The statement is signed by Archie Archuleta, community activist; Pamela Atkinson, community activist; Elder M. Russell Ballard, The Church of Jesus Christ of Latter-day Saints; Salt Lake Mayor Ralph Becker; Cunthis Buckingham, executive director of the Utah Humanities Council; Rev. France A. Davis, Calvary Baptist Church; Spencer F. Eccles, chairman emeritus of Wells Fargo Bank; Jon M. Huntsman, executive chairman of Huntsman Corp.; Norma Matheson, former first lady of Utah; Alexander B. Morrison, Alliance executive director; Dinesh Patel, vSpring Capital; Harris H. Simmons, president of Zions Bankcorp.; W. Dean Singleton, publisher of the Salt Lake Tribune; Most Rev. John C. Wester, bishop of the Catholic Diocese of Salt Lake City; and University of Utah President Michael K. Young.
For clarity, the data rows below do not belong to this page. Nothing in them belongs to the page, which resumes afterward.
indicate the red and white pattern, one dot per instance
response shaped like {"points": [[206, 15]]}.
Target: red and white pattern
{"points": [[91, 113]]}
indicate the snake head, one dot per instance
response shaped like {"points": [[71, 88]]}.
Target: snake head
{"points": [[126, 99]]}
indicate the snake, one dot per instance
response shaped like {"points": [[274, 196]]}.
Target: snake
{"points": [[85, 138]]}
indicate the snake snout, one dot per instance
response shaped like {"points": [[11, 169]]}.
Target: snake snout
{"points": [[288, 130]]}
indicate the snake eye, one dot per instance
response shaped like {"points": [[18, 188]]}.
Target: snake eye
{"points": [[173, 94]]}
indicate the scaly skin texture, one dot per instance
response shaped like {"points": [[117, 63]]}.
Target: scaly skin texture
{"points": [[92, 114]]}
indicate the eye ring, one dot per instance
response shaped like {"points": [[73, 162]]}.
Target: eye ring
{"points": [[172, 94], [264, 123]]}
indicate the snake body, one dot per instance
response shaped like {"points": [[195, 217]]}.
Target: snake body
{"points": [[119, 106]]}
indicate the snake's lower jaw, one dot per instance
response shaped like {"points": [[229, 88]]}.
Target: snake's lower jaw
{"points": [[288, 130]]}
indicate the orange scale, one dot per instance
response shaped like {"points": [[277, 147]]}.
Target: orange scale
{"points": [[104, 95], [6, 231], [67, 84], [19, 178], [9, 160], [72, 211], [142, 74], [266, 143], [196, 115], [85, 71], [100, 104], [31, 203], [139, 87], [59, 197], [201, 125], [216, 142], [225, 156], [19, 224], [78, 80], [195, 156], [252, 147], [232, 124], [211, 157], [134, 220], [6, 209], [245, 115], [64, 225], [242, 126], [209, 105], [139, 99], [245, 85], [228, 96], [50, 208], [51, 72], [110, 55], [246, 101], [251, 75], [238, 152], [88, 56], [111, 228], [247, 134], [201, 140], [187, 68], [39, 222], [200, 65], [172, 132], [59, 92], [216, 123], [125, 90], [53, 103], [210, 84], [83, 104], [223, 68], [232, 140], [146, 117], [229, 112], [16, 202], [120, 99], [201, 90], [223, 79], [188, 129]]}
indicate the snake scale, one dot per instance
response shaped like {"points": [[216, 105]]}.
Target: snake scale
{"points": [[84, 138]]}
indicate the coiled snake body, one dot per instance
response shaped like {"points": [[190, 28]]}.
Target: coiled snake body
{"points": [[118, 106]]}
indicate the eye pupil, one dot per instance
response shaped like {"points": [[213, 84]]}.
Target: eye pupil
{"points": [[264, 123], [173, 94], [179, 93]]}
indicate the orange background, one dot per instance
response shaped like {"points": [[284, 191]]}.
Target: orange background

Lawmakers have said they need to modernize the 20-year-old GRAMA to keep private and personal conversations — which now frequently take place through text messages — out of the public eye. What, they ask, is a conversation and what is a record?
"We need answers to the questions and ambiguity that the technologies of the 21st century have created," House Speaker Becky Lockhart, R-Provo, told the group.
The panel's chairman, Salt Lake Chamber President Lane Beattie, said he hopes it will not be "tied up" in discussion of the bill's possible repeal, which could take place Friday. House Republicans have said they will repeal HB477, and 13 senators have said publicly they will as well, two short of the number needed.
Repeal would blunt a referendum drive against HB477 that the Deseret Media Companies, which include the Deseret News and KSL, are supporting.
In a new argument, some legislators now say their Fourth Amendment rights against unreasonable search and seizure are violated whenever staff rummage through their email and records to comply with a GRAMA request.
"We all have rights," Senate President Michael Waddoups, R-Taylorsville, told the panel. "People have a right to privacy in their private and business dealings."
Sen. Curt Bramble, R-Provo, said he has four different lives — his public life as a part-time legislator, his private life, his professional life as an accountant and his ecclesiastical life as a church leader — and only records from the first should be available.
Other members of the group, however, said any communication on a device paid for by the public should be open to disclosure, while personal conversations should remain on a separate, personal device. They said there are already privacy protections in GRAMA.
"This is the work you've chosen," radio host and blogger Jason Williams told the legislators, arguing that the records law should not be whatever makes them feel comfortable.
The group's discussions are sure to delve into fine legal distinctions. In Wednesday's meeting, lawyers for the Legislature and the attorney general could not even agree on what the current law says about whether personal notes legislators write to themselves while considering policy are considered public records.
Another focus will be two Utah Supreme Court cases decided in 2008 that granted access to records: one involving a report sought by the Deseret News on alleged sexual harassment by Salt Lake County employees, and another about maps sought by the Southern Utah Wilderness Alliance in a dispute over rural roads.
Lawmakers have said they included a provision in HB477 to strip "intent language" favoring openness from GRAMA in an effort to prevent courts from deciding what should be public.
The group may split up in future sessions to consider each bundle of issues separately. It will ultimately make recommendations to a legislative interim committee, which will draft a new bill in time for another special session in June.